The Eucharist, instituted by the Christ:
who, in the same night that he was betrayed, took Bread; and, when he had given thanks, he brake it; and gave it to his disciples, saying, Take, eat; this is my Body which is given for you: Do this in remembrance of me. Likewise after supper he took the Cup; and, when he had given thanks, he gave it to them, saying, Drink ye all, of this; for this is my Blood of the new Covenant, which is shed for you and for many for the remission of sins: Do this, as oft as ye shall drink it, in remembrance of me.
Book of Common Prayer, quoting 1 Corinthians
Is means is. Now, I am currently leaning towards Richard Hooker’s theology of the Eucharist, as explained in this post. However we parse the Real Presence, it has always struck me as sound, biblical theology. Where do we meet the risen, ascended Lord of the cosmos?
His body, broken by our teeth.
His blood, spilled into our mouths.
Whether we “feel” it or not.
Me versus subjectivity
In the end, I think I dislike the concept of thin places because of the subjectivity of it all. Christ, being the heart of creation as well as its creator, embraces the whole world, as in the Ebstorf map. If we start to think that he is actually more available to us on Holy Island or at Melrose Abbey or sitting on a Munro in the Scottish Highlands, then we’re missing Him singing off-key at church beside us, and maybe not realising what a dread and beautiful thing we do every Sunday morning with the bread and wine that are more than bread and wine.
Christ is objectively present in His body, the church, whether we like the Church or not.
Christ is really present in the Eucharist whether we feel it or not.

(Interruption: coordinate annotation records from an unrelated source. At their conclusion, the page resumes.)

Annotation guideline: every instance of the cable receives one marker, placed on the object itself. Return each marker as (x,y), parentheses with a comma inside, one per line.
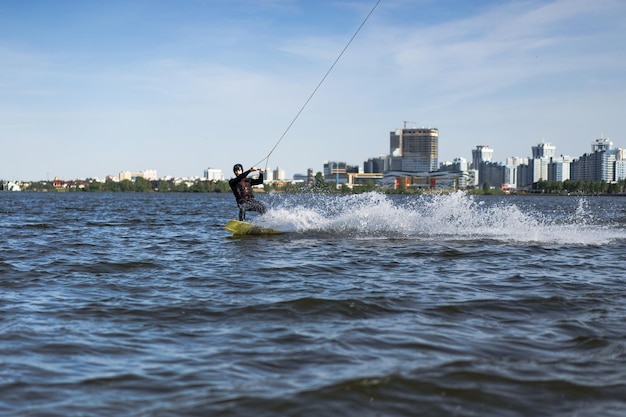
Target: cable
(317,87)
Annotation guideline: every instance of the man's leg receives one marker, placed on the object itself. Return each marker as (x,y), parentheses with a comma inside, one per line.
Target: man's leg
(254,205)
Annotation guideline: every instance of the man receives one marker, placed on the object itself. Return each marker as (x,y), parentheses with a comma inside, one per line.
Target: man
(242,189)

Thin places focus on how I feel closer to God and where I feel that I have encountered Him. And I’m not saying that God Himself has not made Himself palpable to people at various “thin places.” I can, myself, think of places where I have been more able to focus my thoughts and pray thereby becoming more aware of His Presence — some of the less famous churches of Rome where you can slip in and pray quietly and meet with God without hustling and bustling tourists and pilgrims.
I’m just saying that He is equally available in places where you may not be ready for Him — your fellow believer and the Eucharist, even at churches with poor singing, bad music, and wretched preaching.
The saints went to tombs and pagan temples to wrestle with demons and meet with God. They sought ugly, barren, barely sustainable places to meet with God. And they met Him. St Seraphim knelt on a rock, for Pete’s sake! (Actually, one could non-blasphemously say, “For Christ’s sake!”)
This is what the tradition hammers home to me all the time: God comes in power and can do so anywhere. Most of the time, it is not the physical place that matters but the spiritual.